Endurance training session (ETS), VO2 and heart rate
A 10 min warm-up consisted both 5 min riding a bicycle with heart rate between 120 and 140 beats/min and 5 min dynamic stretching exercises for whole body. After that, the ETS lasted 34–40 min including 10 min light aerobic work on a bicycle and then running on a treadmill until exhaustion (range 24–30 min). The treadmill exercise began with an 8 km/h speed and 1° angle of the treadmill. Thereafter, the speed was increased by 1 km/h after every 3 min. All subjects were voluntarily exhausted between 24 and 30 min. During running, gaseous exchange was measured using Sensor Medics Breath Gas Analyzer (Vmax series 229, California, USA). The device was calibrated before every measurement and VO2 was determined as a mean from the final 30 s of every stage. Heart rate was measured by a Polar heart rate monitor (Polar Electro Oy, Kempele, Finland). The same ISTs and CMJ tests were performed before and after exercise and following 30 min of FIRS bath or sitting.
Blood pressure
Brachial systolic and diastolic blood pressures were measured from the arm with an electronic blood pressure monitor (Omron M1, Normomedical Ltd, Helsinki, Finland).

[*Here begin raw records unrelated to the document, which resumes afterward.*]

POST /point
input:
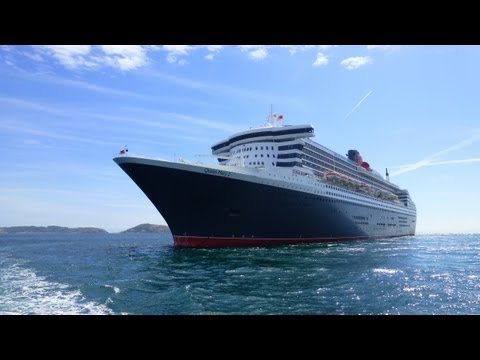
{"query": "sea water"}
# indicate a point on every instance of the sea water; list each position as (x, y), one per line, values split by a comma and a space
(144, 274)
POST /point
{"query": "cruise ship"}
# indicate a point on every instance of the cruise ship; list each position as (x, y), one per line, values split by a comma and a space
(272, 185)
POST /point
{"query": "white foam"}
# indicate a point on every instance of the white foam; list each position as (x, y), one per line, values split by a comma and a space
(24, 292)
(115, 289)
(387, 271)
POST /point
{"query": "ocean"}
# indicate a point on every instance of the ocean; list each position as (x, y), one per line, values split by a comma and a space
(144, 274)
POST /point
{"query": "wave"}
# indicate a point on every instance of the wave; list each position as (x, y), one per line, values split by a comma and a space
(24, 292)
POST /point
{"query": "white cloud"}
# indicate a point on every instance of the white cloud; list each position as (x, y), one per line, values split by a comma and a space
(355, 62)
(124, 57)
(178, 49)
(121, 57)
(258, 54)
(214, 48)
(321, 60)
(293, 49)
(381, 47)
(326, 47)
(70, 56)
(175, 53)
(35, 143)
(255, 52)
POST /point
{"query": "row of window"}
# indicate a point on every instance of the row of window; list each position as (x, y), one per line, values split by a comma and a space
(259, 163)
(262, 133)
(251, 148)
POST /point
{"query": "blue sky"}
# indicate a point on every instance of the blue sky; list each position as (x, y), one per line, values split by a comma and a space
(66, 111)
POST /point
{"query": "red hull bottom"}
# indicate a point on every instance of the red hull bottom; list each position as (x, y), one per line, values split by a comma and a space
(207, 242)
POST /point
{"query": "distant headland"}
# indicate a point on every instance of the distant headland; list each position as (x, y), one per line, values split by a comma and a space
(142, 228)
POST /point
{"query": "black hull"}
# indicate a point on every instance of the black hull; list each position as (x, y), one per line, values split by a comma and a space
(204, 209)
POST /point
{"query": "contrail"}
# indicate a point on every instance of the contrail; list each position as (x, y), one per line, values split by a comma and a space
(358, 104)
(431, 159)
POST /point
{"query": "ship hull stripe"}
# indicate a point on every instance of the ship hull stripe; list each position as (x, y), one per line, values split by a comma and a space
(207, 242)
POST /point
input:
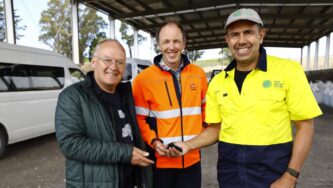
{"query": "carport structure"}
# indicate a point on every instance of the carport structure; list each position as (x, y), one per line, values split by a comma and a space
(290, 23)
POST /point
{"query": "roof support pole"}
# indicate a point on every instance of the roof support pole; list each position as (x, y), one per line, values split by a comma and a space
(75, 31)
(301, 59)
(327, 52)
(316, 55)
(307, 67)
(9, 16)
(112, 28)
(136, 49)
(152, 50)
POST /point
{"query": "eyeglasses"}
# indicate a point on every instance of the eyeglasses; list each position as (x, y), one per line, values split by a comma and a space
(108, 62)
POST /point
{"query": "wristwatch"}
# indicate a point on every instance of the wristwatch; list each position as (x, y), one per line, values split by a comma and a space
(293, 172)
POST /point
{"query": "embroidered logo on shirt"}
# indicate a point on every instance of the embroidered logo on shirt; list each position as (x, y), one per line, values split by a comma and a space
(121, 114)
(193, 86)
(127, 131)
(266, 83)
(278, 84)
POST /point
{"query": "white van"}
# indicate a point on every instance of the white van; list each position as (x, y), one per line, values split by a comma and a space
(30, 82)
(133, 67)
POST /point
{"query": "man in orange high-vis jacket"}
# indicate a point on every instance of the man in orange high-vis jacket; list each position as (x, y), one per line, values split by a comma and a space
(170, 104)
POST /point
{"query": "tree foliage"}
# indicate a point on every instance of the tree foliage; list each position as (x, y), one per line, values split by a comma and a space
(56, 29)
(17, 21)
(129, 38)
(195, 54)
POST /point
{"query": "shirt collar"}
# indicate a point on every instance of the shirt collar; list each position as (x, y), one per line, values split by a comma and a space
(164, 66)
(262, 63)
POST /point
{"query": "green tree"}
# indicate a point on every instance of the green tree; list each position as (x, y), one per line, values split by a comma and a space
(129, 38)
(195, 54)
(17, 20)
(56, 28)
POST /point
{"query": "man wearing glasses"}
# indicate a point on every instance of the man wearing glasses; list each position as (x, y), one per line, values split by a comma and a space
(96, 127)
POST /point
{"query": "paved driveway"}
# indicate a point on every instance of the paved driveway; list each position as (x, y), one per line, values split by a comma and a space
(39, 163)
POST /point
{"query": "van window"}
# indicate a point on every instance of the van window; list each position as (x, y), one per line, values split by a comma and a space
(18, 77)
(76, 75)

Blood collection and analysis
Blood samples were drawn from the antecubital vein in a sitting position. Analysis included hemoglobin (Hb), serum total testosterone, cortisol, growth hormone, lactate, and pH. Serum samples were kept frozen at −80°C until analyzed. Two milliliters of blood were taken in K2 EDTA tubes (Terumo Medical Co., Leuven, Belgium) for measurements of Hb concentration with a Sysmex KX 21N Analyzer (Sysmex Co., Kobe, Japan). For the determination of serum hormone concentrations, five milliliters of blood were taken into serum separator tubes and the concentrations were analyzed by an immunometric chemiluminescence method with Immulite® 1000 (DPC, Los Angeles, USA). The sensitivities of the assays were 0.5 nmol/l for testosterone, 5.5 nmol/l for cortisol, and 2.6 µg/l for growth hormone. The intra-assay coefficient of variation (CV) was 5.7% for testosterone, 4.6% for cortisol, and 4.2% for growth hormone. Blood samples for lactate were obtained from the fingertip and collected into capillary tubes (20 µl), which were placed in a 1 ml hemolyzing solution and analysed automatically after the completion of testing according to the manufacturer’s instructions (EKF diagnostic, C-line system, Biosen, Germany). pH was analyzed with IL GEM Premier 3000 Blood Gas System (Instrumentation Laboratory, Lexington, MA, USA). The intra-assay CV was 0.1% for pH.
Statistics
Before applying statistical methods, the data was checked for normality by Shapiro–Wilk’s test and the homogeneity of variances by Levene’s test. Then statistical analyses were performed with PAWS Statistics version 20.0 for Windows (SPSS, Inc, Chicago, IL, USA). Differences between conditions were determined through one-way ANOVA. Bonferroni correction was used as a post hoc test. Data are presented as mean ± SD. The statistical difference was considered to be significant at the p < 0.05 level.